L’articolo 10-bis della legge 7 agosto 1990, n. 241, dispone che “nei procedimenti ad istanza di parte il responsabile del procedimento o l’autorità competente, prima della formale adozione di un provvedimento negativo, comunica tempestivamente agli istanti i motivi che ostano all’accoglimento della domanda. Entro il termine di dieci giorni dal ricevimento della comunicazione, gli istanti hanno il diritto di presentare per iscritto le loro osservazioni, eventualmente corredate da documenti … Dell’eventuale mancato accoglimento di tali osservazioni è data ragione nella motivazione del provvedimento finale“.
Tale norma è pertanto applicabile all’esame tanto delle domande di ammissione alle transazioni disciplinate dalla legge n. 244/2007 e dai successivi provvedimenti attuativi, quanto delle istanze di riconoscimento dell’equa riparazione introdotta con l’art. 27 bis del decreto legge n. 90/2014, convertito con legge n. 114 dell’11 agosto 2014.
Ne consegue che il Ministero della salute, qualora intenda respingere una delle predette istanze, deve prima comunicare al richiedente i motivi che giustificherebbero il predetto provvedimento, consentendogli altresì di presentare osservazioni e documenti a sua difesa.
Con sentenza n. 4545 del 28 ottobre 2016, resa in altra fattispecie, il Consiglio di Stato, in sede giurisdizionale, ha stabilito che la norma sopra citata “mira ad ‘instaurare un contraddittorio a carattere necessario tra la p.a. ed il cittadino’ al fine sia di ‘aumentare le possibilità del privato di ottenere ciò a cui aspira’ (Cons.

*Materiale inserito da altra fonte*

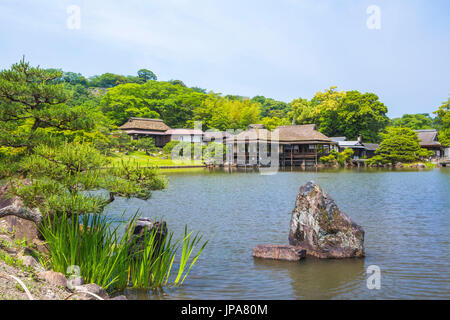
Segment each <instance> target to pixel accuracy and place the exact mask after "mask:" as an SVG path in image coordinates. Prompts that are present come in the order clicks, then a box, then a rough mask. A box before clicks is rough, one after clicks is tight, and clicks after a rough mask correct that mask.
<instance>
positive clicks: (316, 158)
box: [316, 144, 318, 167]
mask: <svg viewBox="0 0 450 320" xmlns="http://www.w3.org/2000/svg"><path fill="white" fill-rule="evenodd" d="M317 147H318V145H317V144H316V167H317Z"/></svg>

Stato, sez. IV, 12 settembre 2007, n. 4828) sia di acquisire elementi che arricchiscono il patrimonio conoscitivo dell’amministrazione (Cons. Stato, sez. VI, 22 maggio 2008, n. 2452), consentendo una migliore definizione dell’interesse pubblico concreto che l’amministrazione stessa deve perseguire. La prescritta partecipazione svolge, pertanto, una funzione difensiva e collaborativa. L’osservanza degli obblighi posti dall’art. 10-bis potrebbe assolvere anche ad una importante finalità deflattiva del contenzioso, evitando che si sposti nel processo ciò che dovrebbe svolgersi nel procedimento. Se, infatti, non si rende edotto il privato di tutte le ragioni che depongono per il rigetto della sua istanza, al fine di permettergli di esprimere, in ambito procedimentale, il suo ‘punto di vista’, si costringe l’interessato a proporre ricorso giurisdizionale per fare valere in giudizio ciò che avrebbe potuto essere oggetto di accertamento in sede amministrativa“.
I giudici amministrativi hanno altresì evidenziato che “la violazione di tale obbligo non comporta annullamento dell’atto finale nel solo caso in cui, in presenza di attività vincolata, l’amministrazione dimostra che il provvedimento non avrebbe potuto avere altro contenuto“.